Bahwa sekarang bisnis ntekstil Gistex tumbuh baik, bukan berarti perusahaan itu tak pernah mengalami masalah. Adalah generasi kedua pemilik Gistex, Henking Wargana dan kakaknya (Henry Wargana) yang dengan sigap menyelamatkan bisnis Gistex. Henry Wargana sempat masuk di divisi tekstil tahun 2003-2005 dan setelah itu dilanjutkan oleh Henking yang ditugaskan ayahnya untuk mengelola divisi bisnis tekstil dan benang — kakaknya lebih suka mengelola bisnis garmen. Divisi tekstil dan benang memang mengalami masalah yang lebih berat saat itu.
Cerita perjalanan sukses Gistex di bisnis tekstil adalah sebuah pelajaran tentang kejelian dan kemampuan melakukan turn around, dikombinasikan dengan cara kepemimpinan khas yang mampu menggerakkan karyawan untuk berbuat yang terbaik. “Sekitar tahun 2003-2006 kita mengalami masa-masa yang sulit,” Henking Wargana, Managing Director PT Gistex (Divisi Tekstil dan Benang) memulai pembicaraan.
Henking menceritakan, di tahun-tahun itu omset perusahannya terpangkas tinggal 25%. Order dari pelanggan untuk produk tekstil terbilang sepi. Dengan terpaksa saat itu Gistex juga harus merasionalisasi bisnis dengan mengurangi jumlah karyawan. Dari yang jumlahnya sempat diatas 3.000 orang menjadi dibawah 1.000 orang.
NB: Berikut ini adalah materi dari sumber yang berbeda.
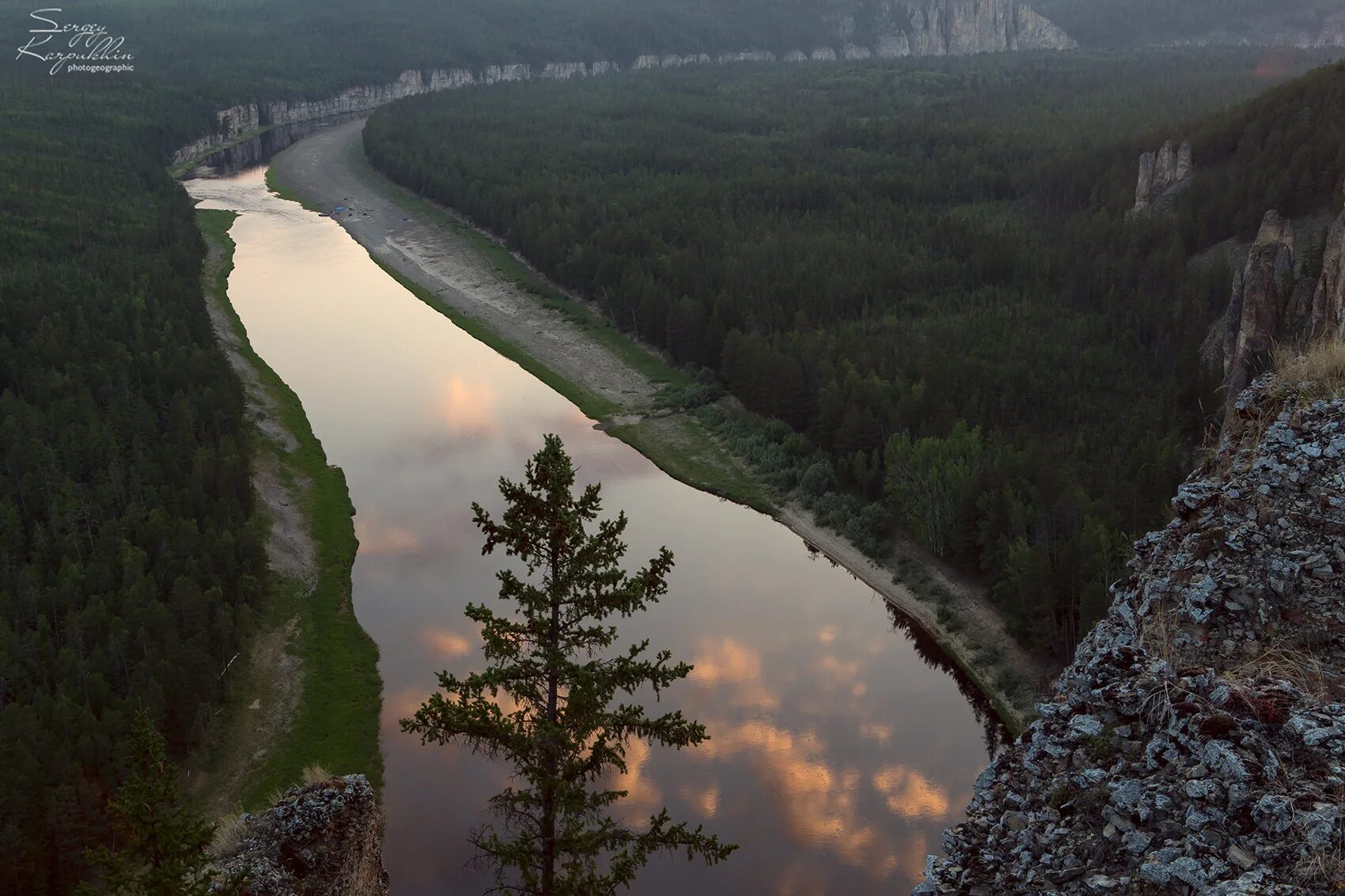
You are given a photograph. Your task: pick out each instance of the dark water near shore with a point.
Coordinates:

Suasana hubungan kerja di perusahaan juga kurang begitu kondsusif karena ada kecemasan karyawan terhadap masa depannya. Karyawan kehilangan semangat dan antusiasme. Terlebih saat itu, pendiri perusahaan yang juga ayah Henking, Ahadiat Wargana, dalam kondisi yang kurang sehat karena penyakit liver sehingga pengambilan keputusan tidak bisa dilakukan dengan cepat.
Kondisi tersebut tentu tak bisa biarkan berlangsung terus-menerus mengingat Gistex bak sebuah kapal yang membawa banyak penumpang di dalamnya. Gistex Group sendiri memiliki beberapa unit bisnis, antara lain produsen tekstil, benang, kain katun, dan garmen. Untuk produksi kain katun, Gistex menggandeng Nishinbo Group mendirikan PT Gistex Nishinbo Indonesia — catatan: unit bisnis ini sekarang sudah didivestasi dan dimiliki sepenuhnya oleh Nishindo.
Lalu, Gistex juga bekerjasama dengan perusahaan Korea, Chewon, untuk memproduksi benang, mendirikan PT. Gistex Chewon Synthetic (sampai saat ini Gistex sebagai pemegang saham mayoritas, dikelola terpisah). Di luar itu PT Gistex adalah sebuah perusahaan tekstil ternama yang sudah berdiri 1975 dan punya beberapa unit bisnis terkait tekstil, dengan kantor pusat dan pusat manufacturing di Jl Nanjung, Margaasih Bandung.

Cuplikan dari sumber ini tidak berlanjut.